İzmir Büyükşehir Belediyesi öncülüğünde, İZFAŞ ve TACT Fuarcılık iş birliğiyle 17-26 Ekim tarihleri arasında düzenlenen İZKİTAP – 6. İzmir Kitap Fuarı, bu yıl da büyük ilgiyle karşılandı.
Fuarın en dikkat çekici etkinliklerinden biri, gazeteci ve televizyon programcısı Emin Çapa ile araştırmacı-yazar Sema Soykan’ın katıldığı “Edebiyatın Merceğinde Türkiye ve Dünya” başlıklı söyleşi oldu.
Uğur Mumcu Uzun Havut Etkinlik Alanı’nda gerçekleştirilen etkinlik, yağmurlu havaya rağmen yüzlerce kitapseverin katılımıyla gerçekleşti. İzmirli okurlar, hem edebiyat hem de tarih ve toplumsal gelişmeler üzerine keyifli bir sohbet dinleme fırsatı buldu.
“Keşkelerle yaşanmaz, ders çıkarmalıyız”
Söyleşiye “Böyle yağmurlu bir günde İzmir’e bereket getirdik” sözleriyle başlayan Emin Çapa, İzmir’de olmaktan büyük mutluluk duyduğunu söyledi. İnsanlık tarihinin dönüm noktalarına değinen Çapa, konuşmasında şu değerlendirmelerde bulundu:
“İnsanlık tarihinin özellikle yazılı dönemi, kadının toplumdaki konumu, siyasi tarih, sanayi devrimi, matbaanın Osmanlı’ya geç gelişi, eğitime ve aydınlanma çağına etkileri... Tüm bu başlıklarda ‘keşke’ ve ‘belki’lerle dolu bir geçmişimiz var.
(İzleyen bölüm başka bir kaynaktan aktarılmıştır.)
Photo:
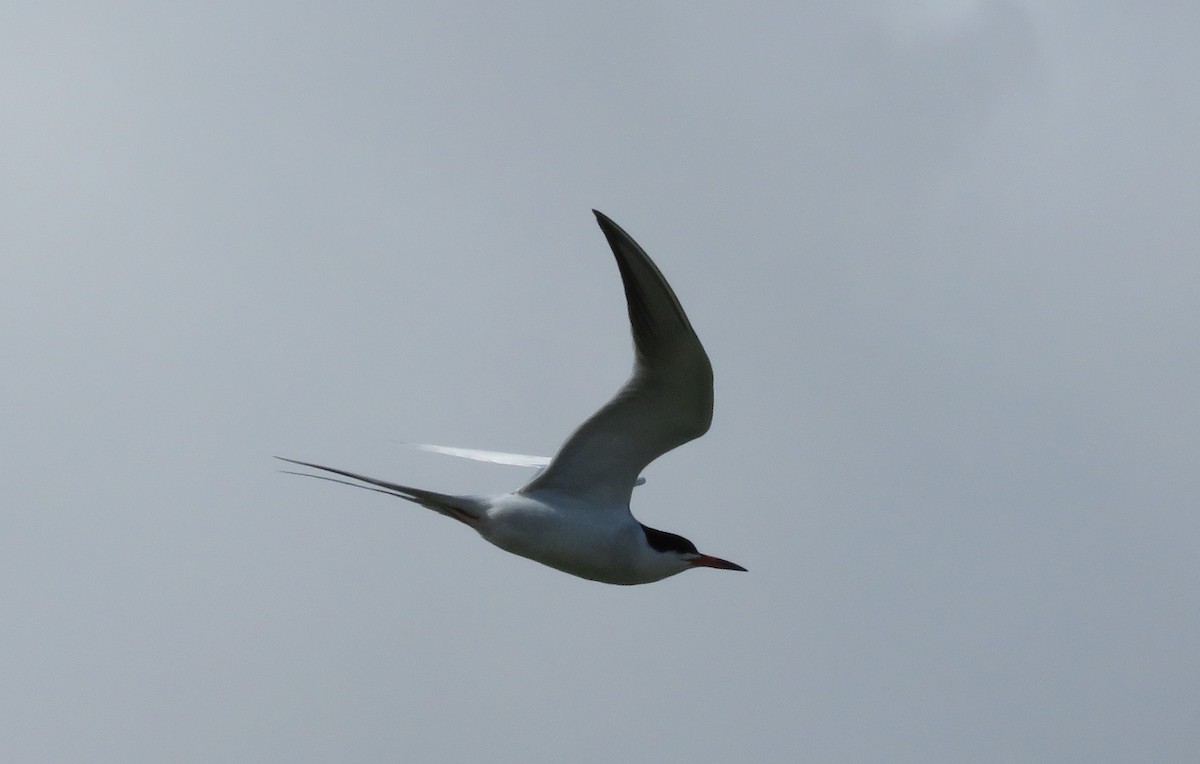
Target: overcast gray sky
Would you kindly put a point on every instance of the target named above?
(943, 256)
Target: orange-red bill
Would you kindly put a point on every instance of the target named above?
(707, 560)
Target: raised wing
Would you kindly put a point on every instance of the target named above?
(666, 402)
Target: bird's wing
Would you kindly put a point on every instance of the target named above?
(666, 402)
(479, 455)
(495, 457)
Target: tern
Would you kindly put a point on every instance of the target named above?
(574, 515)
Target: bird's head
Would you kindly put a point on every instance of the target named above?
(684, 552)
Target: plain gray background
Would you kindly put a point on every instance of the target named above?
(943, 256)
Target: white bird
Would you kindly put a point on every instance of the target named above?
(574, 515)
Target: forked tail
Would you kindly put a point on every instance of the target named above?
(467, 510)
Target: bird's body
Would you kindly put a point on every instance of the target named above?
(574, 515)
Ama keşkelerle yaşanmaz, onlardan ders çıkarıp geleceğe bakmak gerekir. ‘Belki’ ise umudun ve hayallerin kelimesidir. Bizi ileriye taşıyan da zaten o belkilerdir.”
Çapa, konuşmasında insanlığın değişim dönemlerinde bilgiye ve eğitime verilen önemin her zaman belirleyici olduğuna dikkat çekti.
“Bir sonraki romanımın merkezinde İzmir olacak”
Söyleşinin ikinci bölümünde söz alan Sema Soykan, İzmir’in kendi yaşamında ve yazarlık serüveninde özel bir yeri olduğunu vurguladı:
“İzmir’de olmak benim için çok değerli bir duygu. Türk tarihini incelerken sık sık İzmir’in geçmişine de dokundum. Hatta bir sonraki romanımın merkezinde İzmir olacak. Çünkü bu şehir, hem tarihsel hem kültürel olarak roman kurgusuna çok güçlü bir ilham veriyor.”
Yazar, çocukluğundan itibaren yazıya olan tutkusunu da anlattı. Babasının köy enstitüsü mezunu olduğunu belirten Soykan, şöyle devam etti:
“Cumhuriyet değerlerine bağlı, Atatürk’e derin saygı duyan bir evde büyüdüm. Babam bana beş kelime verir, ben de onlarla hikâyeler yazardım. O oyun, zamanla yazarlık serüvenime dönüştü. Babamın açtığı bu yol, bugün hâlâ kalemimin yönünü belirliyor.”